85. On wood supply, the Review team conducted a preliminary analysis of the impact that proposed changes for DNR’s ecosystem based system of management would have on wood supply. That analysis suggests a short term reduction in wood harvest from Crown land of between 10 and 20 per cent. It also suggests that the reduction cannot be addressed in the short term by shifting production either to high production sites on Crown land, including plantations, or to plantations on private land. More broadly, the analysis indicates that the reduction can be addressed by increased harvesting on other private lands, given that the sustainable harvest level (as estimated by DNR) is currently above actual harvest levels. The issue will be its economic availability and the cost of procurement and of harvesting. Further scenarios should be run, particularly to determine the impact on wood supply from Crown land of different levels of required retention on Crown land; that is, within the proposed 5-30 per cent range.

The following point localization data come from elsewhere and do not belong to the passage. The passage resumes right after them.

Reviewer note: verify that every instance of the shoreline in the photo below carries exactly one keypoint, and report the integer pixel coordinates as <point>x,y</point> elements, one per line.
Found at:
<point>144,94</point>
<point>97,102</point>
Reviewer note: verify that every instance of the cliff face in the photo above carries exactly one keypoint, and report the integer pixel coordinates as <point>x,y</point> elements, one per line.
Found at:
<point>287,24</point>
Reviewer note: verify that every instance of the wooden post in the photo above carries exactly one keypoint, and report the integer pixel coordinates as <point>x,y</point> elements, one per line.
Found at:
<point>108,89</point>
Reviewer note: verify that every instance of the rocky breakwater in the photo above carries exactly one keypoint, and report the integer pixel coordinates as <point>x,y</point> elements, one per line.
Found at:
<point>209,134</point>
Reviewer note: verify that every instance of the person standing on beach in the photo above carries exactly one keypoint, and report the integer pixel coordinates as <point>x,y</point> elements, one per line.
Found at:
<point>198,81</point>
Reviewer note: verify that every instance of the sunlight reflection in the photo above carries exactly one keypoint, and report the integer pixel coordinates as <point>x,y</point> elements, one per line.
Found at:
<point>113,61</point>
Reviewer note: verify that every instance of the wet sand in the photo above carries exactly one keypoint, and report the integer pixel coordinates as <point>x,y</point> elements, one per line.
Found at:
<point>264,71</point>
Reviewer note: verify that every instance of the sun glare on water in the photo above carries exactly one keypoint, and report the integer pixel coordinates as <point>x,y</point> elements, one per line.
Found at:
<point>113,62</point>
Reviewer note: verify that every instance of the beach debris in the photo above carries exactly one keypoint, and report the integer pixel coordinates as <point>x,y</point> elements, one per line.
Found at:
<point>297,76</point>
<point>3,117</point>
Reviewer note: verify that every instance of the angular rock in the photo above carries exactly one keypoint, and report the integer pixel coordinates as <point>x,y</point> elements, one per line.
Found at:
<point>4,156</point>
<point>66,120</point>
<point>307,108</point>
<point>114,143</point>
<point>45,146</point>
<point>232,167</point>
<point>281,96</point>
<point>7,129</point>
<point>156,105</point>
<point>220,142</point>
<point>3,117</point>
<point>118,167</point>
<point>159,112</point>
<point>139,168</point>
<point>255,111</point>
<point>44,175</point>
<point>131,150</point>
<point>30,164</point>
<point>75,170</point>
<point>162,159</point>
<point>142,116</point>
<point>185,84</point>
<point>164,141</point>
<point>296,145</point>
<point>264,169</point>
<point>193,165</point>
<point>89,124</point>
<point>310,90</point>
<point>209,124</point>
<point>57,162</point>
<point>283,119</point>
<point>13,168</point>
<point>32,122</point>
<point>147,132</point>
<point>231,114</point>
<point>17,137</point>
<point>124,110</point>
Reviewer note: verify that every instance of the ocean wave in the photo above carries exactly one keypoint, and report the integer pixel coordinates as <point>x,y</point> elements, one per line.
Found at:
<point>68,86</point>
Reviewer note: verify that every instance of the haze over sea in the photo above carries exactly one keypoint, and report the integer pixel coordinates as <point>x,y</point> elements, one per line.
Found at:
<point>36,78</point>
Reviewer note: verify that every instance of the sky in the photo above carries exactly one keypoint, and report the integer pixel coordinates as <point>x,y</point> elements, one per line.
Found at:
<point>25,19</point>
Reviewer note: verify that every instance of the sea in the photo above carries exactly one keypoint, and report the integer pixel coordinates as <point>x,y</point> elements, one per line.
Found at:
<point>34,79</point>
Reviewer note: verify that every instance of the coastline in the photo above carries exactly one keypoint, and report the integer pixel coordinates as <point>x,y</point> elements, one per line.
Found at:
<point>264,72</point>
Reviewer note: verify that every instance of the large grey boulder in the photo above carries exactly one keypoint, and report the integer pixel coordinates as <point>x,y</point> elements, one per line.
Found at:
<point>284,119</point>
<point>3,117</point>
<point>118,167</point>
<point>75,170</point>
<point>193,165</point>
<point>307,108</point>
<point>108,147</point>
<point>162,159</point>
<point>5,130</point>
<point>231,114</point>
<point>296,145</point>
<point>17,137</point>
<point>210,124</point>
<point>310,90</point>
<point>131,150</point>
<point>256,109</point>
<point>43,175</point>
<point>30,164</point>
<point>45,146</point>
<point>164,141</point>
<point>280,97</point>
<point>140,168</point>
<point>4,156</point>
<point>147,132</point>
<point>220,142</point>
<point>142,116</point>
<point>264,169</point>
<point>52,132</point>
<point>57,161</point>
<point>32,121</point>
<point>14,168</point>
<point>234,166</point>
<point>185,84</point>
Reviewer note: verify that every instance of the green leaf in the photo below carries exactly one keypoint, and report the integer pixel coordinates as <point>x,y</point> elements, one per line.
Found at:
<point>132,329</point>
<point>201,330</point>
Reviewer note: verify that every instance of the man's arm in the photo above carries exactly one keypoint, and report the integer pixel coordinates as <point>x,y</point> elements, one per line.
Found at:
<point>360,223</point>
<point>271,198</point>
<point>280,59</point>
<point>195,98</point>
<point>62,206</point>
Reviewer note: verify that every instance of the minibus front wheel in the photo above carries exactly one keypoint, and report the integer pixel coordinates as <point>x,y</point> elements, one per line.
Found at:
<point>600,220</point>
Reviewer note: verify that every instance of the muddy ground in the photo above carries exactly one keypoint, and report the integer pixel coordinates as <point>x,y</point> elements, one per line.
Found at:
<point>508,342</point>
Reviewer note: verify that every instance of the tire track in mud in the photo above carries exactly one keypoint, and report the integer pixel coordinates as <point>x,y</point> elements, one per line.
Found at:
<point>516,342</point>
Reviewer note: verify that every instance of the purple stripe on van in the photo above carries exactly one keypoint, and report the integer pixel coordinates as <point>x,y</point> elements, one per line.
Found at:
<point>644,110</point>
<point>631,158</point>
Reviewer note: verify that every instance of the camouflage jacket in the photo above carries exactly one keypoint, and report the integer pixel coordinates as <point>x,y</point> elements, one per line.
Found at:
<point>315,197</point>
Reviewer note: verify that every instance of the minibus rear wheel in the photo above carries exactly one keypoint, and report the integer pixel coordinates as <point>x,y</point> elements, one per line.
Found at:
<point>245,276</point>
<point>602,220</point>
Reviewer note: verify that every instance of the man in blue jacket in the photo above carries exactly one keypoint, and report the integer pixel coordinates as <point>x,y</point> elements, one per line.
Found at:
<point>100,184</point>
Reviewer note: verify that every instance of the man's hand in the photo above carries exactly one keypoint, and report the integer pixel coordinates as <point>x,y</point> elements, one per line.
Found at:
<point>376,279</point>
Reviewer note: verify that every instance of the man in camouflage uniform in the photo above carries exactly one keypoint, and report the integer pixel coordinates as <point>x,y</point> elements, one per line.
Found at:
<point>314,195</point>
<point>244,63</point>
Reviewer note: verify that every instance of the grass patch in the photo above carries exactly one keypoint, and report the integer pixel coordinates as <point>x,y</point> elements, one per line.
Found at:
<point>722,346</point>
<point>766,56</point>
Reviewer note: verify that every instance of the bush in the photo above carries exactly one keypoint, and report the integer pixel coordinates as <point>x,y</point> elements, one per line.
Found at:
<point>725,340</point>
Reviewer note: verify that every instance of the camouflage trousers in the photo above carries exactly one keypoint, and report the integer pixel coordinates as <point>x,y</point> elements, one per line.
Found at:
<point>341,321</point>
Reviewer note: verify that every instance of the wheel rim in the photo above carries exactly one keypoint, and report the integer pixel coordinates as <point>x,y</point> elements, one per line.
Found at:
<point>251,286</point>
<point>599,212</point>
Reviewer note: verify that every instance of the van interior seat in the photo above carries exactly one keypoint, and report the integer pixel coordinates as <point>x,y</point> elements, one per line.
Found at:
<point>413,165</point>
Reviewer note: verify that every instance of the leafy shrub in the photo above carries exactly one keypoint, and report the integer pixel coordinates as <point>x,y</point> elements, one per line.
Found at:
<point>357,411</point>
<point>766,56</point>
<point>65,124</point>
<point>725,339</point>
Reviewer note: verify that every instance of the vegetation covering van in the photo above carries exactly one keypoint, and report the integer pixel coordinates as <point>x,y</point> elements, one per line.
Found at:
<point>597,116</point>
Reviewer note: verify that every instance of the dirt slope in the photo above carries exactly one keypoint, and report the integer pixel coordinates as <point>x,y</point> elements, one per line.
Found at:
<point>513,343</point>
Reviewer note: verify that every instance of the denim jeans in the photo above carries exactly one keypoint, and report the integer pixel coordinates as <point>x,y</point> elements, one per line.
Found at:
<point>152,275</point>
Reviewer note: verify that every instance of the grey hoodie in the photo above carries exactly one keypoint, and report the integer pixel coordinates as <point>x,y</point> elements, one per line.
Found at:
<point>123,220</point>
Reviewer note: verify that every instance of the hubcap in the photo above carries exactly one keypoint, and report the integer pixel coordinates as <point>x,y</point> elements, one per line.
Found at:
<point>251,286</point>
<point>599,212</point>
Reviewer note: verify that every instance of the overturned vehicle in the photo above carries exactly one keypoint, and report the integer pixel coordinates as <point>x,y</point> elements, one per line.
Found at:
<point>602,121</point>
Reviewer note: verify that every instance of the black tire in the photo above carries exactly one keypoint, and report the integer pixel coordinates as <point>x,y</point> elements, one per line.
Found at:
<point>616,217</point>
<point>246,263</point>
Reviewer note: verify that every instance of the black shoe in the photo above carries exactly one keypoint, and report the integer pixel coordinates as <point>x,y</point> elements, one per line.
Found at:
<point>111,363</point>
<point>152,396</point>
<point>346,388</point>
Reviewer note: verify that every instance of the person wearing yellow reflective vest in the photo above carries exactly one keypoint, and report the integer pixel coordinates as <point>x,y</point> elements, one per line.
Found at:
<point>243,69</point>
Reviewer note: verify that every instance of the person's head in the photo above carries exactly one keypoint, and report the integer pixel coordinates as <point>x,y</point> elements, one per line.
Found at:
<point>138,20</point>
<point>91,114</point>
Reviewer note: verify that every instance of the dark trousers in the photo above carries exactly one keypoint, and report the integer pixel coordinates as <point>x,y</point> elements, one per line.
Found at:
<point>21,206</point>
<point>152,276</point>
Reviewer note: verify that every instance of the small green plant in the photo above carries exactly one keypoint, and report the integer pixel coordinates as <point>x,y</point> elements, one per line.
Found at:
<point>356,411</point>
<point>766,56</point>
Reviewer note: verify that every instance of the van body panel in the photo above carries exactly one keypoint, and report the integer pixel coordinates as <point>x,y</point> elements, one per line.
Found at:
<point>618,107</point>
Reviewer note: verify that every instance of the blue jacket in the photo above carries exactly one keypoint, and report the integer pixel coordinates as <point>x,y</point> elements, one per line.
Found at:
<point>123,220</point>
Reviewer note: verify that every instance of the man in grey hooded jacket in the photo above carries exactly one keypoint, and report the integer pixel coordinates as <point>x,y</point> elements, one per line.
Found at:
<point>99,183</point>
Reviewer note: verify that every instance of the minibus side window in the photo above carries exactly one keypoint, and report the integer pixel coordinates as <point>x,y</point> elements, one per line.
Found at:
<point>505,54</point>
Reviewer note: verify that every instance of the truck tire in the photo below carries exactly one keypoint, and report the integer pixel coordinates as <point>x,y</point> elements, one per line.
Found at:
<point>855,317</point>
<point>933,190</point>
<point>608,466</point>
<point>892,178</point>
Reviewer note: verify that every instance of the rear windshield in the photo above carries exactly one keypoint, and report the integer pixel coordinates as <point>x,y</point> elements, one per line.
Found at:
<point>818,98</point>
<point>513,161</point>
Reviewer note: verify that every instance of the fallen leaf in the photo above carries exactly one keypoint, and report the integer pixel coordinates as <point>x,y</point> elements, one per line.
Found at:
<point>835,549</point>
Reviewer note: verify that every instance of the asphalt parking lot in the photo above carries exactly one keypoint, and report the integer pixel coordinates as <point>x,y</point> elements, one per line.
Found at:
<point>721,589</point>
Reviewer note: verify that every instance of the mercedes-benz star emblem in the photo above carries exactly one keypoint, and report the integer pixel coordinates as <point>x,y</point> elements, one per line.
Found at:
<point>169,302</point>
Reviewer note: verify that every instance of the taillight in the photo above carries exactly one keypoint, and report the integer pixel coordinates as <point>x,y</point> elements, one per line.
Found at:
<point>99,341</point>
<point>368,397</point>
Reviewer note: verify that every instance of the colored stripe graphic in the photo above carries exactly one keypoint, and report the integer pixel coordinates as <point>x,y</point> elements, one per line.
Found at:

86. Otherwise, the Review team did not have the opportunity to complete the kind of analysis of my recommendations that industry urged me to complete. If such an analysis is part of the consideration of my recommendations, it should look at benefits as well as costs and it should look at both broadly, including ecological and social considerations as well as economic ones and consider all three in the long as well as the short term. These should be compared to the costs and benefits of current forest practices, again taking ecological and social as well as economic outcomes into account for both the short and the longer term. The analysis should be completed openly and transparently. This will not only ensure its credibility but help to avoid a flawed analysis. It will, for example, prevent the kind of discrepancy that occurred in the past when DNR commissioned a review of the cost to industry of the goal of reducing clearcutting to 50 per cent or less of harvesting in five years; instead of analyzing the impact of a reduction in the percentage of harvesting done by clearcutting, it analyzed the impact of a 50 per cent reduction in the volume of harvesting, a very different thing. Openness and transparency will also help to ensure that the analysis is conducted on the basis of fair, defensible, known, and openly stated assumptions.

87. Specifically, if there is to be a cost analysis of recommendations that limit or reduce clearcutting on Crown land outside of plantations, there should be a parallel analysis of the socio-economic and ecological costs of current harvesting practices on those Crown lands. For the reasons given in the preceding paragraph, this analysis should be conducted openly and transparently. This will ensure that there is clarity and accountability for the tradeoffs being made among economic, social, and environmental factors in decisions based on a costs/benefits analysis of my recommendations.